Hans-Jürgen Brauer kam über die Arbeiter- und Bauern-Fakultät Dresden zu seinem Beruf. Dreizehn Jahre bis zum Abi in einer Schule für künstlerisch Begabte, Intermezzo in der Produktion, Studium von Kunsterziehung, Pädagogik und Geschichte, Schuldienst ab 1967 in Lehnin, später Teltow und Kleinmachnow. Da die Potsdamer Sektion des „Verbandes Bildender Künstler“ solche „Semiprofessionellen“ nicht gern sah, verschlug es ihn in die Volkskunst. Immerhin war er in diesem staatlich hervorragend organisierten Bereich zehn Jahre Mitglied einer Förderklasse der Bildenden Kunst.

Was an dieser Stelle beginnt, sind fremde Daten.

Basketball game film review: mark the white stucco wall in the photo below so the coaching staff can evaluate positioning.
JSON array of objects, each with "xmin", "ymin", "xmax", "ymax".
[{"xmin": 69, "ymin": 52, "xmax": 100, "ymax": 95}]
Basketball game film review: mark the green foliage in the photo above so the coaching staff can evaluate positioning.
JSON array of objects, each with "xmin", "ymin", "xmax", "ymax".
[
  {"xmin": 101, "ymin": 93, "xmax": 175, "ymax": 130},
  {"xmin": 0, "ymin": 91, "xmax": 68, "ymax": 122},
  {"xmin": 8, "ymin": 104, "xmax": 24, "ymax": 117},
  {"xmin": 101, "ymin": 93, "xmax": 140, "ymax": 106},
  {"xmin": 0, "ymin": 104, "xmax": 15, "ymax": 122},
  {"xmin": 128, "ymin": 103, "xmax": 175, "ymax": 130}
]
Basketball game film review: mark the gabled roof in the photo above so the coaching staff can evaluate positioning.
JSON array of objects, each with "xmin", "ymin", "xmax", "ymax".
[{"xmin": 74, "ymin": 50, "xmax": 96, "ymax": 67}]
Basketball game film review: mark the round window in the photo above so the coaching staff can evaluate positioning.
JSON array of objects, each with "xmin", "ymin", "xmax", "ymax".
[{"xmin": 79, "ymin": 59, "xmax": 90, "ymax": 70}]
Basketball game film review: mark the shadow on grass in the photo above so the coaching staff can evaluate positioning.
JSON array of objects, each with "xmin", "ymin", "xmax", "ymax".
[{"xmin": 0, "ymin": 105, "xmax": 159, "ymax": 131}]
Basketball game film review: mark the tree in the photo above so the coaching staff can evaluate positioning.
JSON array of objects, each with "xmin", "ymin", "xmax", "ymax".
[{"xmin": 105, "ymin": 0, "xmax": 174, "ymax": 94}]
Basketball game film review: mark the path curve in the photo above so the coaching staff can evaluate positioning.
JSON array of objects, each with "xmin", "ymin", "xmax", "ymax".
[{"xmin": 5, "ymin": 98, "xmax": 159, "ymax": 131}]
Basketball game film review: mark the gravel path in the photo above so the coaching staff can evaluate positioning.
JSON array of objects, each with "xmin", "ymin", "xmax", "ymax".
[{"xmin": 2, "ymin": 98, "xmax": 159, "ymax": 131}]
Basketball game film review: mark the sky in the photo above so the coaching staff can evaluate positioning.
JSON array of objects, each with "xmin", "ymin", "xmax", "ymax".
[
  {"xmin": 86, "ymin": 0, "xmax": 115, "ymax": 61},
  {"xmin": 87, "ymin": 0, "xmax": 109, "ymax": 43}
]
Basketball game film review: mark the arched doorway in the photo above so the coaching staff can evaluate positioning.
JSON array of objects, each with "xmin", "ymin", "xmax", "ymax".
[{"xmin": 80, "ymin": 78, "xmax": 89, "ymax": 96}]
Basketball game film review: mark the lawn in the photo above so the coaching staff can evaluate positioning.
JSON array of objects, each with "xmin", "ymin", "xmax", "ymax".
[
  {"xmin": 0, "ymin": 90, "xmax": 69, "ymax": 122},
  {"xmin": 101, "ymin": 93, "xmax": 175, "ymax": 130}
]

Bis heute engagiert er sich sehr für seine Heimatstadt und ihr Drumherum, gibt sein Wissen nun selbst an Eleven weiter. Ein Maler des stillen Kämmerleins ist er nie gewesen. Bis 1990 nahm er regelmäßig am städtepartnerschaftlichen Pleinair-Austausch mit Opole teil, auch bei den Arbeiterfestspielen, der Krönung jedes Volkskünstlers, war er ständig präsent. Jetzt ist das polnische Zagan (Geburtsstadt des Teltowkanal-Initiators Emil von Stubenrauch) Ziel gegenseitigen Künstler-Pilgerns. Und Etretat nahe Le Havre mit seinen malerischen Steilküsten: Was dort in entfesselter Wildheit entstand, soll am Wochenende zu den Klängen einer Jazz-Kapelle den Garten zieren.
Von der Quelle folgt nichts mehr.